I gave a presentation to the Seattle DevOps Meetup group September 30th on The Troubleshooting Chart. While the talk was mostly well received, the topic of Blame proved unexpectedly controversial. "Blame" is negative. I carefully chose "Blame" because nothing else truly captures the human activity and emotion so succinctly. I was hoping to be provocative. But I was surprised by how much the emotional baggage of saying "Blame" overpowered everything I had to say after that.
My approach failed, but I would like to try laying out my thoughts on what Troubleshooters need to know about blame:
- Blame is inevitable when troubleshooting software issues
- Troubleshooting Engineers need to be conscious of blame
- Data-driven methods such as the Troubleshooting Chart can help
Inevitability of Blame in Software Troubleshooting
If a piece of hardware had failed, the members of your team are not likely to feel personally responsible for the failure. It's the hardware's own fault. Or the vendor's fault. Later, we might assign the fault to company penny-pinching, testing, or whatever, but we don't need to determine that to get a fix.
Software is different because a person you know made the change. In the desperate search for a critical software fix, there is no way around finding the team member who made the breaking change. We need his or her help to understand the change, the unexpected impact, and they will most likely be the best qualified to make a fix.
We don't want to heap blame on Developers. We are actively trying not to. But it isn't entirely up to us. Blame develops naturally in the minds of Engineers and their managers as a result of the association with the issue. Everyone knows the system is on fire because of something Joe checked in, and he had to fix it ASAP.
We are never going to announce "Joe broke the system!" But we are going to be interrupting his regularly scheduled work to talk with him about the issue. Joe, the members of his team, and anyone within line of sight and hearing, will be aware that Joe is associated with the critical issue. Joe's association with the issue may taint him with suspicion. This suspicion may grow exponentially if Joe is involved with critical issues often. Wishing the blame away doesn't stop this natural process.
A proper investigation might reveal that it isn't Joe's fault. To the contrary, perhaps he is heroically fixing problems fundamentally created by other engineers, partners, managers, etc. Perhaps Ops goes to him first because he has proven his ability to turn around a fix faster than anyone else. Perhaps Joe works on the most complicated and valuable part of the system. Or maybe Joe is a bad engineer who screwed up. Eventually, all of these theories might get resolved in a postmortem or retrospective analysis.
But the system is on fire now. Customers are complaining now. We need a fix now. A responsible and deliberate process improvement investigation is not going to be conducted on the way to a fix. That's for later, much later. And it may not involve you.
Why Troubleshooters Should Care About Blame
You need to enlist the Developer's immediate help to get a fix. You will not be able to prevent the association between certain Developers ("Joe") and the issue. And you cannot fully control how that association will be interpreted by Joe, his team, and other Engineers. Being aware may give you a chance to manage the perception.
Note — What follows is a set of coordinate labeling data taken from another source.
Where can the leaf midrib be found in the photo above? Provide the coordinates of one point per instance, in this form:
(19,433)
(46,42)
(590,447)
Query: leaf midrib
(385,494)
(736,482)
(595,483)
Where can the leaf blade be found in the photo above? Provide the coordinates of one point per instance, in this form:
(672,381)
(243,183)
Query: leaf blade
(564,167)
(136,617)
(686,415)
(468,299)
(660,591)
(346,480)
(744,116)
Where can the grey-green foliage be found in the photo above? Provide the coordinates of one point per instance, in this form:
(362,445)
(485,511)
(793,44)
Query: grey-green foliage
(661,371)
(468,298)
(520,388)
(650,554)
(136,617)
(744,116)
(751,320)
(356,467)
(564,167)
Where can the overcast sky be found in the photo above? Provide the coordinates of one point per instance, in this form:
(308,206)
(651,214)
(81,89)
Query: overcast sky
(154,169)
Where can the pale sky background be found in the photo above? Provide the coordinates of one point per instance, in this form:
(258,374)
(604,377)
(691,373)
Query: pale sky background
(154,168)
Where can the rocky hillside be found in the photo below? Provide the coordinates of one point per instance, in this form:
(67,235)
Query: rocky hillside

You also are associated with the issue, and in the eyes of observers you may also share some guilt, shame, and blame conveyed by association. If you work enough critical issues, the dark cloud of doom will permanently follow you around. Developers will fearfully eye your approach to their desks, expecting the worst, even if you were just about to invite them to lunch. Sorry.
Stay positive. Phrase your involvement as a request for help diagnosing and fixing the issue. Don't be too quick to lay out your case for why Joe broke the system. Do not get unnecessarily involved in the details of why exactly this change was made and how it should be prevented in the future. You will need to ask enough to make sure the fix is right, but don't dwell on who-did-what.
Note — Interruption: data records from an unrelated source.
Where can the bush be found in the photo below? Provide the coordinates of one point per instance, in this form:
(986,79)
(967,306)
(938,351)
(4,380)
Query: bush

Always be vocally thankful for their timely help determining the cause and building a fix.
Remember that there is a future despite the apparent urgency of the current issue. You need to protect your credibility and your personal relationships with Developers to be both effective and happy long-term.
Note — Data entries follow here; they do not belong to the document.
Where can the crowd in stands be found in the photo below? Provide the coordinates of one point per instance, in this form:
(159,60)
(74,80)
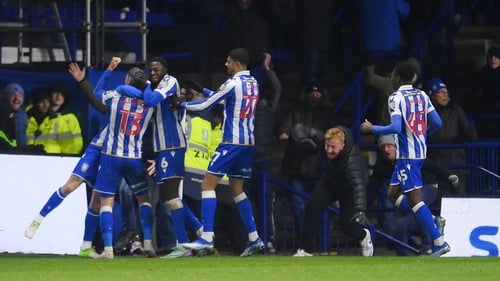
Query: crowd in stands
(387,33)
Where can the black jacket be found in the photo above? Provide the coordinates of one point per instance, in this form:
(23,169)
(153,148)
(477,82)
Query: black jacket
(348,172)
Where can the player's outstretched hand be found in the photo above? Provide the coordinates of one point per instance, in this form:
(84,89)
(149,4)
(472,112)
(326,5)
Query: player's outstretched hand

How Data Can Help Manage Blame
I mentioned above that you should phrase your interruption of a Developer as a request for help diagnosing and fixing an issue. Bringing some data and timeline evidence helps make this constructive and credible. Of course, I recommend a Troubleshooting Chart, but you might have other artifacts like error messages, customer observations, etc.
The key here is to let the Developers arrive at "blame" by themselves, on their own interpretation of the evidence. Don't pull the trigger. If their change caused the incident, they will almost always realize this when presented with the evidence. If they are innocent with respect to this incident, they can describe their innocence in the context of the data, which will be very helpful to your investigation.
Beyond the data and chart artifacts, going through the process of gathering evidence shows consideration to Developers by not throwing accusations around irresponsibly. It respects their time by presenting them the summary of your investigation so far. It offers them a chance to heroically help towards the fix, rather than just being the cause of the break.